Many patients with anemia of chronic disease will also have signs of iron deficiency on labs. Despite the deficit of iron in the body, the underlying cause of anemia in these patients is the inflammation, not the loss of iron. This nuance leads to frequent misdiagnosis as iron deficiency anemia, a disease in which the lack of iron is the root cause of anemia.

==Treatment==

The ideal treatment for anemia of chronic disease is to treat the chronic disease successfully, but this is rarely possible.

Parenteral iron is increasingly used for anemia in chronic renal disease and inflammatory bowel disease (IBD). There is low-certainty evidence that people receiving treatment for IBD-related anemia with Intravenous (IV) iron infusion may be 17% more likely to benefit than those given oral iron therapy, and could be 61% less likely to stop treatment early due to adverse effects. However, the type of IV iron preparation may influence the degree of both benefit and harm: Moderate-certainty evidence suggests that IV ferric carboxymaltose treatment may be 25% more likely to improve anemia than IV iron sucrose preparation. The risk of serious side effects such as bleeding, electrolyte depletion and cardiac arrest could be greater with ferric carboxymaltose therapy, however the certainty of this evidence is low.

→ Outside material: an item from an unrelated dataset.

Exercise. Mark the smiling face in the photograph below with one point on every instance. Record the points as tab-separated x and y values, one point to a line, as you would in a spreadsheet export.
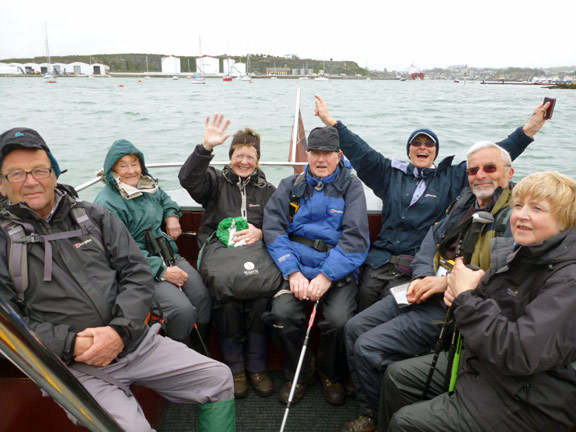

Erythropoietin treatment, which stimulates the production of red blood cell production, is sometimes used to treat severe or persistent anemia, both as a monotherapy and a combination therapy alongside IV iron, but is costly and the benefit is unclear. Very low-certainty evidence suggests that erythropoietin as a monotherapy may improve anemia more than a placebo. Any additional benefit of treating someone with erythropoietin in combination with IV iron sucrose treatment is not clear.

Erythropoiesis-stimulating agents (ESAs) are clearly indicated in particular clinical settings such as chronic kidney disease and some chemotherapy-related anemias, where they can raise hemoglobin and reduce transfusion needs. However, trials of ESA use in other chronic inflammatory conditions have shown mixed efficacy and an increased risk of thromboembolic events and mortality when higher hemoglobin targets are pursued. For these reasons, guideline recommendations favor individualized assessment of risks versus benefits, conservative hemoglobin targets, and cautious dosing when ESAs are considered outside established indications.

Limiting some microbes' access to iron can reduce their virulence, thereby potentially reducing the severity of infection. Blood transfusion to patients with anemia of chronic disease is associated with a higher mortality, supporting the concept.